Our experiment shows differences in action sensitivity between two streams. Combining with temporal and spatial information usually yield higher performance in action recognition but lower in localization. We also find commonly used two-stream or fusion strategies are inefficient in weakly-supervised localization task, which are worse than single temporal stream.

Evaluation of ASE. We evaluate different ASE model settings. For inherit strategy, we our best flow model as initial weight. For fusion model, bottleneck model and bilinear bottleneck model, we compare training from scratch and inherit strategy with feature size of 64. We compare inherit strategy of feature size of 64 and 128 in bottleneck model and bilinear bottleneck model. Our results are shown in Table 2.

Fig. 5.
figure 5

Localization mAP of pretrained model under different quantiles on THUMOS14. mAP is recorded under 0.5 IoU threshold.

Table 2. Compare with different ASE model settings on THUMOS14.

Compare with training from scratch, inherit strategy greatly improves recognition and localization except for bottleneck model. For bottleneck model, only localization is slightly improved. This phenomenon may denotes that our bottleneck model has already restrained overfitting. For bottleneck models and bilinear bottleneck models, feature size from 64 to 128 slightly improves performance.

In recognition tasks, fusion model has the highest performance because it can access full information, it also proves that our bottleneck structure does restrain information. For localization, bottleneck model and bilinear bottleneck model performs much higher than fusion model. Bilinear bottleneck models perform slightly higher than bottleneck model, which denotes that bilinear layer does improve interaction. High performance of our proposed ASE models shows its ability to extract action sensitive features.

4.4 Experiments on AutoLoc

To evaluate our final Action Sensitive Network, we use AutoLoc [30] as selection methods and compare with state-of-art results. AutoLoc incorporate Outer-Inter-Contrastive (OIC) loss that evaluate action snippet accurately.
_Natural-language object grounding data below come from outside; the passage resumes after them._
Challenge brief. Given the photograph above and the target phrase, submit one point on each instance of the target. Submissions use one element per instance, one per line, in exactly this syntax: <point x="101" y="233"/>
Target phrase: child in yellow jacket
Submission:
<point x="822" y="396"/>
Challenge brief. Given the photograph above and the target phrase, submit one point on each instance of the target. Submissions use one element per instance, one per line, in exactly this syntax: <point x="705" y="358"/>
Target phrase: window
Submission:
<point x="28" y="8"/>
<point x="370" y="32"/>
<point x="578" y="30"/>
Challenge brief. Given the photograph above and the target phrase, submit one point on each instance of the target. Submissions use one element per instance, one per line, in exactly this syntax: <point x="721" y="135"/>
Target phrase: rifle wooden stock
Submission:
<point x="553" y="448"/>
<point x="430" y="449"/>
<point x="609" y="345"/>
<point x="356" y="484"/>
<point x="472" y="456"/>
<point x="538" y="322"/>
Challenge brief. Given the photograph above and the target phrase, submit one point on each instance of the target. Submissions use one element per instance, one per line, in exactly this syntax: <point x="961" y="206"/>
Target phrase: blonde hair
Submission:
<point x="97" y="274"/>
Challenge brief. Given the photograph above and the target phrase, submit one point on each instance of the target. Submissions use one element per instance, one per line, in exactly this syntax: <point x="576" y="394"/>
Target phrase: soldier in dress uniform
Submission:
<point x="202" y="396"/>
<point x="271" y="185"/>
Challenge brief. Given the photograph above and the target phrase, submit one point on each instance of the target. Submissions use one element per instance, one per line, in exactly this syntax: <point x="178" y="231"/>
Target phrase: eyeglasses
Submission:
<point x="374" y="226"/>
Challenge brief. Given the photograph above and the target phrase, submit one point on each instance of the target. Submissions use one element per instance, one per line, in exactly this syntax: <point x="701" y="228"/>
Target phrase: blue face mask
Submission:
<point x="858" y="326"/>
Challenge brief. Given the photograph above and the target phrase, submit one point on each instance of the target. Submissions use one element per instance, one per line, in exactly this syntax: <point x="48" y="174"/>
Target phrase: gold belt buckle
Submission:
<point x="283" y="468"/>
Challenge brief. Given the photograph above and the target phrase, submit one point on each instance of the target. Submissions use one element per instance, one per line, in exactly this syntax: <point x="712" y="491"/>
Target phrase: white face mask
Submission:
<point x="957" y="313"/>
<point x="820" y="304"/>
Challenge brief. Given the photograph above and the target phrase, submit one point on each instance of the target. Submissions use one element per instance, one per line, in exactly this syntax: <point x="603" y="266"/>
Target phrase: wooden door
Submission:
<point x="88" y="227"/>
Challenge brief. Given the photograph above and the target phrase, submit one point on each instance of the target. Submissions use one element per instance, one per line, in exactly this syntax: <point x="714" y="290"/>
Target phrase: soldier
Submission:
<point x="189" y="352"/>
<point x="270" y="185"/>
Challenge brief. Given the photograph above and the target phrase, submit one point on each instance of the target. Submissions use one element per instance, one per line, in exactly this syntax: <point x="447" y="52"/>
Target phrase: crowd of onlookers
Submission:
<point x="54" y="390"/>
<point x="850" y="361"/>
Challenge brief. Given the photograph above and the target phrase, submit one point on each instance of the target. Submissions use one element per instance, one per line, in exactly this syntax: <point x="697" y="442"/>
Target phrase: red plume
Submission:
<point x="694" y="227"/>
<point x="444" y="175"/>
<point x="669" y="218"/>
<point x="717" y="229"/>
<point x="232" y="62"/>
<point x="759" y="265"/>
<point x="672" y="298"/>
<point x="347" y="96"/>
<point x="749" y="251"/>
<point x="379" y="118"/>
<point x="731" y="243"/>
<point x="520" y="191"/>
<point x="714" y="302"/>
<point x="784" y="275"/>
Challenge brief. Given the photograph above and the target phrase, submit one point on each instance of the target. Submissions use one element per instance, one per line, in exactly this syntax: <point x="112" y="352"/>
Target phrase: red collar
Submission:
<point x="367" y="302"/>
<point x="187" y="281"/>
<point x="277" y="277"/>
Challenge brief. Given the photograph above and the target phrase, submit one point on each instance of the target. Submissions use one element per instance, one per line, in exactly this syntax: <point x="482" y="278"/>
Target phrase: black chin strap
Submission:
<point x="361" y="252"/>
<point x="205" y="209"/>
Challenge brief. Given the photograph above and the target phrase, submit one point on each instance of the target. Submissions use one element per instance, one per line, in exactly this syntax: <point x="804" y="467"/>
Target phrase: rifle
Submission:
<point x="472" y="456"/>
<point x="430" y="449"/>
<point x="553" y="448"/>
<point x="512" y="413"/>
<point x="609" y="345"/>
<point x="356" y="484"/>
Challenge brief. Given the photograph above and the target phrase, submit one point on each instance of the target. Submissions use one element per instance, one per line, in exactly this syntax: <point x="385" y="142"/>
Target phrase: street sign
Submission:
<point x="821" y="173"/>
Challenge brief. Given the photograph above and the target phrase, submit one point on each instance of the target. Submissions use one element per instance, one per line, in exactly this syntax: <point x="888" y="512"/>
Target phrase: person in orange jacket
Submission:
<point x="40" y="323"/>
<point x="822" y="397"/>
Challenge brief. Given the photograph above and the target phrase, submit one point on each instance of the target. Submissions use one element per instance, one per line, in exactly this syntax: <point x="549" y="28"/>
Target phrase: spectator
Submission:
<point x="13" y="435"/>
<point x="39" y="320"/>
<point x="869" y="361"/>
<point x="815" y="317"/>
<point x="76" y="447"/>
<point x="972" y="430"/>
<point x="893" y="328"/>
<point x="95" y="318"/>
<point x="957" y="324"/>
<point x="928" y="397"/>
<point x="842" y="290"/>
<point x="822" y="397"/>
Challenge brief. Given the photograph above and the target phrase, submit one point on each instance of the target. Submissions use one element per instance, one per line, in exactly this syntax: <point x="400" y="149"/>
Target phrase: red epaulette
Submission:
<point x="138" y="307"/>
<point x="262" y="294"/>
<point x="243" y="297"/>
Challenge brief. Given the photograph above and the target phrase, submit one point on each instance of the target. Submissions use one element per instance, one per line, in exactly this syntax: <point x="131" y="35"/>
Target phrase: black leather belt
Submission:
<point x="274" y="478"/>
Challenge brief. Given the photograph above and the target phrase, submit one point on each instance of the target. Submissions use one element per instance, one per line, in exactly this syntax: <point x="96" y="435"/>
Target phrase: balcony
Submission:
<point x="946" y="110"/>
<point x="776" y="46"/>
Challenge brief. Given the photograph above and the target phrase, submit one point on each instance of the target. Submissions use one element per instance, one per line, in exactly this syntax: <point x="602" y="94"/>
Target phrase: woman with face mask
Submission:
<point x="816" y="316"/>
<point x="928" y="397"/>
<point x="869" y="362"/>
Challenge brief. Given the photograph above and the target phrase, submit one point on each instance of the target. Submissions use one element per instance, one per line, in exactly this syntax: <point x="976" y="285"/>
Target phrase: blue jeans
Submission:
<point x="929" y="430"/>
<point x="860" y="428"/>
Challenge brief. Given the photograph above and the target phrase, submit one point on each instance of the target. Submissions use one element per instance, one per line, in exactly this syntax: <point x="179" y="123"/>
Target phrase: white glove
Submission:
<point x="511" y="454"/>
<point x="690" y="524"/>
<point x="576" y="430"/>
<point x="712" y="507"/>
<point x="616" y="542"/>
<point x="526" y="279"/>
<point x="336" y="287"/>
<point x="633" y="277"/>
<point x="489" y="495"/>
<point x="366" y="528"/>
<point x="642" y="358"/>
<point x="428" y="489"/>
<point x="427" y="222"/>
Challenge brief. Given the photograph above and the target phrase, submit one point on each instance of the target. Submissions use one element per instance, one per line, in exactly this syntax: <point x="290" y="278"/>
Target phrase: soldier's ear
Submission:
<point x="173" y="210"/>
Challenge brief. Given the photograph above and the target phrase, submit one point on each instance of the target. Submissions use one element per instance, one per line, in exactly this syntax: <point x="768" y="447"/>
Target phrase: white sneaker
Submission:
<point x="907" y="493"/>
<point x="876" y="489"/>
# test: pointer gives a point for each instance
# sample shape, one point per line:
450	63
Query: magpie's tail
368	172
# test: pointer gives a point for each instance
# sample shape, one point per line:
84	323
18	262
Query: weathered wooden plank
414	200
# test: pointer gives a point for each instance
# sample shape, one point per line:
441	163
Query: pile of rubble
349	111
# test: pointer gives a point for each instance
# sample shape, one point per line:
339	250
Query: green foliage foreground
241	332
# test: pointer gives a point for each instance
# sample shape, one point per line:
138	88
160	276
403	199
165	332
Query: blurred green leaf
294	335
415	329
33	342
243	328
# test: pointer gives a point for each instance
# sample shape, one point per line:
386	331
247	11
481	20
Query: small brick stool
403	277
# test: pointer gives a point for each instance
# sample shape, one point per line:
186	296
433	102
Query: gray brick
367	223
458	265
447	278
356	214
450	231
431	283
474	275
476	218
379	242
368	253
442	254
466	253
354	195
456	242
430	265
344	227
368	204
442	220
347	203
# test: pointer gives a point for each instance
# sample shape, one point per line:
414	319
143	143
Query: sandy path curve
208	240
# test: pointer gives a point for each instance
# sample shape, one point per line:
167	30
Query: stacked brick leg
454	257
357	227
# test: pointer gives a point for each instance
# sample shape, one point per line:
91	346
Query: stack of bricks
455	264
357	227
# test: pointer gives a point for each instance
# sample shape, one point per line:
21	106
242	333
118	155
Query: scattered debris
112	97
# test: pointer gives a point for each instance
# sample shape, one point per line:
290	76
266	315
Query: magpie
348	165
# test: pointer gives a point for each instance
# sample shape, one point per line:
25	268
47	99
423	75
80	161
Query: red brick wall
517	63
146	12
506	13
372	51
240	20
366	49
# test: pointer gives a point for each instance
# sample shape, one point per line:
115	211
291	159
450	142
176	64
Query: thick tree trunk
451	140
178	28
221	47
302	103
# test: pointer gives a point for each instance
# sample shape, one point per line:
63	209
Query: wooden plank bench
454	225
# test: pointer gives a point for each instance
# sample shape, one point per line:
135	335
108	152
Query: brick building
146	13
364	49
To further adjust performance, we increase weights for outer boundary in OIC as follow:

$$\begin{aligned} L_{OIC} = \lambda A_o(\phi ) + A_i(\phi ) \end{aligned}$$
(5)
Table 3. Comparison with state-of-art methods on ActivityNet1.2 in terms of action localization mAP under different IoU. We only list weakly-supervised methods. All results in this table are based on UntrimmedNet features. We describe selection methods we used in brackets.
Table 4. Comparison with state-of-art methods on THUMOS14 in terms of action localization mAP under different IoU. All weakly-supervised results are based on UntrimmedNet features. We describe selection methods we used in brackets.

On THUMOS14, we set \(\lambda \) to 2. We also increase boundary inflation rate to 0.35. These settings help AutoLoc select most distinguishable action snippets. We add more offset anchors to AutoLoc and only use AutoLoc as a selection method over CAS. We show performance of our bilinear bottleneck model with feature size 128 and inherit strategy in Table 4. For ActivityNet1.2 [2], we set \(\lambda \) to 5 and boundary inflation to 0.7. We use quantile at 10% for ActivityNet1.2. Our results are shown in Table 3. Compare with other weakly-supervised TAL methods, our method have advantage especially under higher IoU and reach state-of-art level in both datasets.

5 Conclusion

We propose a general action detection criterion which can generate high quality CAS and can apply to different modalities. Based on this thresholding method, we analyze performance of different combinations of streams. According to our experiments, spatial and temporal stream contains different information and have different sensitivity in actions. To combine two streams properly, we propose our novel Action Sensitive Network. Two-stream features are treated asymmetry to produce accurate representation without losing sensitivity in actions. We use ASE model to produce clip features and CAS that can be applied to different selection methods. Our network yields state-of-art performance with AutoLoc as selection method. In the future, we can investigate higher level relationship between different streams and apply our method to more modalities.